4. Archivi d’instabilità
Segni, formule, procedimenti assai differenti fra loro. Spesso mutuati da altre aree espressive, che si intrecciano o si fondono a formare un flusso assai complesso, un concentrato di diverse soluzioni. Nelle pellicole dell’Independent Film Show non v’è compattezza e sistematicità che consentono di far emergere regole ricorrenti e condivise: più che un linguaggio sembra essere un laboratorio sempre aperto. Il film appare troppo ricco ma anche troppo vago per essere assimilabile a lingue naturali, a sistemi simbolici, a dispositivi di segnalazione. Sono documenti che ci fanno precipitare in un archivio instabile di grafie, di lettere, di immagini, di geroglifici, di cifre algebriche. Si relazionano con il desiderio, con l’immaginario, con il simbolico: fanno leva su giochi di identificazione e su complessi meccanismi che regolano il funzionamento della nostra psiche. Tra sequenze continuamente interrotte che scuotono le regole del linguaggio, dentro collisioni governate da processi associativi eccentrici, le pellicole si fanno “fenomeno idealista” (8), dove a prevalere è l’idea. Dinnanzi a noi, iconografie a volte assurde, opera di bricoleur del movimento. La loro immaginazione identifica l’idea cinematografica a una rappresentazione altra della realtà guardando l’illusione perfetta del mondo esterno. Incontriamo segni che significano l’oltre di loro stessi. Si fa deflagrare la linearità della pellicola e l' orizzontalità della significazione. Si fa esplodere ogni unità semantica. La purezza è contaminata dal gusto perla sperimentazione. Si disarticola la logica discorsiva. Si mette in scena un' istantaneità spazio-temporale, in cui si smarrisce ogni centralità. Si gira uno scorrimento di rivelazioni, nel quale la parola non è chiamata più solo a «dire» ma anche a farsi ammirare: si fa costruzione visiva, architettonica, fino a sgretolarsi in un' infinità di particelle. Non meri virtuosismi ma inedite ipotesi. È sullo sfondo di questa disarticolata dialettica fatta di prelievi, di impostazioni, di restituzioni, di prestiti, di imposizioni, che lavorano i film-maker indipendenti. È dentro questa dialettica che essi edificano la loro poetica, le loro narrazioni.
Film da leggere? O una poesia da guardare? Gli elementi verbali vengono modellati: se ne esaltano le valenze visuali, grazie ad ardite scomposizioni. Da questo punto di vista, tra gli altri, illuminanti le cancellazioni di Takahiko Iimura, il quale tratta la pellicola come superfici su cui far scorrere i caratteri in modo da scuotere la sintassi consueta. L’immagine non ha più contenuto, né pronuncia qualcosa. Si fa solo discorso, ponendosi sull' orlo del visibile parlare. Werner Nekes, a cui è dedicata un’antologica dal 1966 al 1985, elabora una scrittura figurata “verso la luce”. Si muove su una sottile soglia, tra significati e significanti, per scompaginare il buon senso. Magnifico il film di Ken Jacobs “in tre D”, impegnato a scioglierne il rebus, inteso come sfida generale del segno, realizza un racconto straniante. Stretcha la pellicola, opera sovrapposizioni e alterazioni. Un fare giocato solo sull’impiego della celluloide.

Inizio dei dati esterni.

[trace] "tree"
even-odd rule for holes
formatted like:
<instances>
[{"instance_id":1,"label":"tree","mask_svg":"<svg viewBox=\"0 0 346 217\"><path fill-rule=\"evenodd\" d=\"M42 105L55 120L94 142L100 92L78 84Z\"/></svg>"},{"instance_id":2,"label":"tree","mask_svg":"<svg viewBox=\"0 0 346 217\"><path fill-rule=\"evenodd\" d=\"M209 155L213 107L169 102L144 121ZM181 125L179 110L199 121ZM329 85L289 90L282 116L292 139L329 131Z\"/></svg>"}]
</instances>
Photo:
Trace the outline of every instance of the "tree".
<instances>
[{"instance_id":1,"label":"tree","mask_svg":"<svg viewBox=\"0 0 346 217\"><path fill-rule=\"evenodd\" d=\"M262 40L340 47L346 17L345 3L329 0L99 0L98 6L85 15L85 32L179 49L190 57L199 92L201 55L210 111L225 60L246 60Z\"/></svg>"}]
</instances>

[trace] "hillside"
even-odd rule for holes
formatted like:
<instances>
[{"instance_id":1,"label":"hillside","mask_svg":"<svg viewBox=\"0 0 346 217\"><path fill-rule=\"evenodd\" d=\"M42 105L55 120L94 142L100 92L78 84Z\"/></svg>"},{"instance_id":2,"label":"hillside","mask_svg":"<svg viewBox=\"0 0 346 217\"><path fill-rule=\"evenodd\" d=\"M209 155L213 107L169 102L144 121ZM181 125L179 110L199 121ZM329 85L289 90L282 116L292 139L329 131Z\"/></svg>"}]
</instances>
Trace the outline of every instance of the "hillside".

5. “il festival delle emozioni”(8)
Anche quest’anno la rassegna dell’Independent Film Show diventa esperienza: quella della portata ideologica e del valore estetico dei film, della proprietà del mezzo - mai altrimenti pensata - della possibilità di percepire il senso la durata, la misura misteriosa del tempo. Infine, quella della straordinarietà delle imperfezioni e le granulosità della celluloide, solo in questo luogo godibili.

Loredana Troise

NOTE
1) G. Bettetini, Tempo del senso, Bompiani, Milano 1979, p.73
2) A. Gance, Le temps de l’image est venu, Alcan, Paris 1982, p.64
3) R. Barthes, En sortant du cinéma, in «Communications», 23, 1975
4) C. Metz, Semiologia del cinema: saggi sulla significazione del cinema, Garzanti, Milano 1972, p.78
5) F. Casetti, L’esperienza filmica e la ri-locazione del cinema, in “Fata Morgana”, n. 4, 2008
6) S. Kracauer, Theory of film, Oxford University, N.Y. 1960, p.56
7) V.Trione, Innamorati (e traditori) del cinema, in, Corriere della Sera 30 agosto 2011
8) A. Bazin, Che cos’è il cinema?, Garzanti, Milano 1999, p.11
9) R. Barthes, En sortant du cinéma, cit.